Going Deeper — the Wyser-Pratte 7-step risk-arb process. (1) Read the deal: cash, stock, or mixed; what conditions are in the merger agreement? (2) Determine the legs: cash deal = long target only; stock deal = long target + short acquirer at the exchange ratio. (3) Calculate annualised ROIC: spread divided by entry price, multiplied by 365 over expected days to close. (4) Weigh the five break risks — regulatory, financing, shareholder vote, MAC clause, competing bid — and estimate the probability and magnitude of each. (5) Settle the tax structure (taxable cash deal vs. tax-free stock-for-stock). (6) Confirm borrow availability and rate on the acquirer if shorting is required. (7) Size the position so the worst-case break-loss is a known fraction of capital, not a discovery. Worked example: Tirebridge announces an all-cash $44 acquisition of Westmoor Optical, which trades at $42.50 with 110 days expected to close. Spread is 3.53%; annualised, about 11.7%. If you assess the regulatory probability of break at 10% with a $36 deal-break price, the expected return is 0.9 · 11.7% − 0.1 · (110/365) · (($42.50 − $36) / $42.50 · (365/110)) ≈ about 9% net of break risk.

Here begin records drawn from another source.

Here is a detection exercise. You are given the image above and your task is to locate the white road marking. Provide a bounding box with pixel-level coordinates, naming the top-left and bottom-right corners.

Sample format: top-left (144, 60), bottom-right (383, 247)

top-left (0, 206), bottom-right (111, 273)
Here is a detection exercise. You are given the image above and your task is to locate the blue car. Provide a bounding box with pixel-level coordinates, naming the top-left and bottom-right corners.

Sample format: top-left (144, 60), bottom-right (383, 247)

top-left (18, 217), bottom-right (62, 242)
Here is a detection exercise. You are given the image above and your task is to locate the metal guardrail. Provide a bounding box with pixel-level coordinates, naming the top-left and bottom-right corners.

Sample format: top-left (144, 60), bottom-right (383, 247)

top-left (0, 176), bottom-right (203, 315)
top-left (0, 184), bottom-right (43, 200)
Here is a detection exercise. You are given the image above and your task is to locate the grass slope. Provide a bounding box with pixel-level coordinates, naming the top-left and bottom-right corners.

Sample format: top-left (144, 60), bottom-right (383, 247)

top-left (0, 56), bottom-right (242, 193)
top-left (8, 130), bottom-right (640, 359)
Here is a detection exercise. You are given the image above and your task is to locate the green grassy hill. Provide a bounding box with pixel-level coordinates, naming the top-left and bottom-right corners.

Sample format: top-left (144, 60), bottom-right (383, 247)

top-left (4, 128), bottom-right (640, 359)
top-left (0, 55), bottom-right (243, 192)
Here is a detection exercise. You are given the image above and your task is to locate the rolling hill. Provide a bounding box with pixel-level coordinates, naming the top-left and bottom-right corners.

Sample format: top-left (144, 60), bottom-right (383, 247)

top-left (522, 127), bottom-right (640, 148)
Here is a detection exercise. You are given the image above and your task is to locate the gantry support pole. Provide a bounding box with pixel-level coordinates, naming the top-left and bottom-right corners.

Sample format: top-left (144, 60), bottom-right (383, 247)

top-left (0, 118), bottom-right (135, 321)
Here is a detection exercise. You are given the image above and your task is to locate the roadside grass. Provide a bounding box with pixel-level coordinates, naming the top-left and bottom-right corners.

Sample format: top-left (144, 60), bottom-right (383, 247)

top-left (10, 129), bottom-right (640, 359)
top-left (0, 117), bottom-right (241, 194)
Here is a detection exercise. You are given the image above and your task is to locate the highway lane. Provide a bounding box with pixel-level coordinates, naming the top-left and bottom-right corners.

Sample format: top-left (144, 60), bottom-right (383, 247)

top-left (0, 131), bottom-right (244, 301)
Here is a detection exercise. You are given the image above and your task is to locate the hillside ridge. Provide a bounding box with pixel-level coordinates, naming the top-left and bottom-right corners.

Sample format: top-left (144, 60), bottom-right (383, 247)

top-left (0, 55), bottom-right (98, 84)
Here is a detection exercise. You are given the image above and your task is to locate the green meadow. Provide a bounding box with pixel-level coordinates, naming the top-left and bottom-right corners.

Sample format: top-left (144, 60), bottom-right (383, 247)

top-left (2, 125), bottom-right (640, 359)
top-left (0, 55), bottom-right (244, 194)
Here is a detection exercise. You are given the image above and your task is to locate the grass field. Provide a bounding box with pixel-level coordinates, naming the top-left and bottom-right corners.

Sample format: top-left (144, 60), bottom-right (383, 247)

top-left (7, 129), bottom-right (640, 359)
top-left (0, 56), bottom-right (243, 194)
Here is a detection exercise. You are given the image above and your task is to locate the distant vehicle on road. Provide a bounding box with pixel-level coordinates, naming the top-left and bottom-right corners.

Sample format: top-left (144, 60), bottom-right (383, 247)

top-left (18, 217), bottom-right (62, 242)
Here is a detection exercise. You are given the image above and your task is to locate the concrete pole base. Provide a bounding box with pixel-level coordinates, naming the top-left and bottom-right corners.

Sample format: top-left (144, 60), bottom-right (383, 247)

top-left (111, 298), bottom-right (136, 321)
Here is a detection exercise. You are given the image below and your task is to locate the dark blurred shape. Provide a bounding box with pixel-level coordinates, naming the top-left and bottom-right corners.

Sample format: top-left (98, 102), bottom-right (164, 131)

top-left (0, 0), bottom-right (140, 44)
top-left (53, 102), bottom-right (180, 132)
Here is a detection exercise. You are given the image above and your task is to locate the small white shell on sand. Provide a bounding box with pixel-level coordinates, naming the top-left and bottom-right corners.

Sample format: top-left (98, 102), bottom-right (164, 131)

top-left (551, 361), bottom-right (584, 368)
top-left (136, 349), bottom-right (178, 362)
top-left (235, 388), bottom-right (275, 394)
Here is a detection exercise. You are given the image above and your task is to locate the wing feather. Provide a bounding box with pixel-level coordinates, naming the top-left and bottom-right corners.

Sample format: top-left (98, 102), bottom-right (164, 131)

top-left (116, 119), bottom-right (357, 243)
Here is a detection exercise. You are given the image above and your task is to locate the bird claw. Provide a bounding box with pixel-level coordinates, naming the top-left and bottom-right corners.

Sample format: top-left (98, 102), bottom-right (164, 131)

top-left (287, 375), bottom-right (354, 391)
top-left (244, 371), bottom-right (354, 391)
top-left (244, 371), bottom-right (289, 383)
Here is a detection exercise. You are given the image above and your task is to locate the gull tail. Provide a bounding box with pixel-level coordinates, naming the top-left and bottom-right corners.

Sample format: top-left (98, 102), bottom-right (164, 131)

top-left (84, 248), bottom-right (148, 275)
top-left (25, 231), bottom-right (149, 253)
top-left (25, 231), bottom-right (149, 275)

AI prompt: "For the announced acquisition of [TARGET] by [ACQUIRER], walk me through the seven-step risk-arb analysis: deal terms, leg construction, annualised ROIC, the five break risks ranked, tax treatment, borrow availability, and a recommended position size given a 10% break probability."
Sit with the ideas.
A $100/share cash deal is announced. The target jumps from $75 to $96. Expected closing is in 6 months. If you buy at $96, what is your annualized return if the deal closes?